He pasado un tiempo pensando en esto, y honestamente, el verdadero valor de las criptomonedas comienza a tener más sentido cuando dejas de verlo puramente como un activo de trading y miras lo que realmente puede hacer en el mundo real.
Toma
$SIGN , por ejemplo. Después de revisar su libro blanco, queda bastante claro que el énfasis no está en la exageración o en la acción del precio a corto plazo, sino en algo más práctico: la verificación.
Piensa en cómo funciona la identidad digital hoy en día. Incluso para una simple verificación, a menudo te obligan a compartir documentos completos. Es ineficiente, y lo más importante, expone muchos más datos personales de los necesarios. Esa es una gran brecha.

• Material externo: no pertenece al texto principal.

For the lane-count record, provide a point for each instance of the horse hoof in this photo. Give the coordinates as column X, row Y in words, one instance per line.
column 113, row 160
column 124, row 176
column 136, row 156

Aquí es donde los sistemas basados en contratos inteligentes destacan. En lugar de revelar todo, pueden confirmar solo el detalle requerido. Si una plataforma solo necesita saber si una licencia es válida, verifica exactamente eso: nada más, nada menos. El resto de tus datos permanece privado.
Lo interesante del enfoque de Sign es cómo la red misma maneja este proceso. Los nodos participan en la verificación, y esa actividad se convierte en una forma de ganar—casi como la minería, pero centrada en validar información en lugar de calcular números.
Dicho esto, nada de esto importa sin la adopción en el mundo real. La tecnología puede ser sólida, pero su impacto solo se muestra una vez que las instituciones y plataformas realmente comienzan a usarla a gran escala.
Si eso ocurre, proyectos como SIGN podrían destacar mucho antes de lo esperado—no por especulación, sino porque resuelven un problema real.
#Aİ #SIGNUSDT #write2earn🌐💹 Así que la pregunta más grande sigue abierta:
¿Nos estamos moviendo hacia un futuro donde las criptomonedas son impulsadas más por la utilidad que por las narrativas de trading?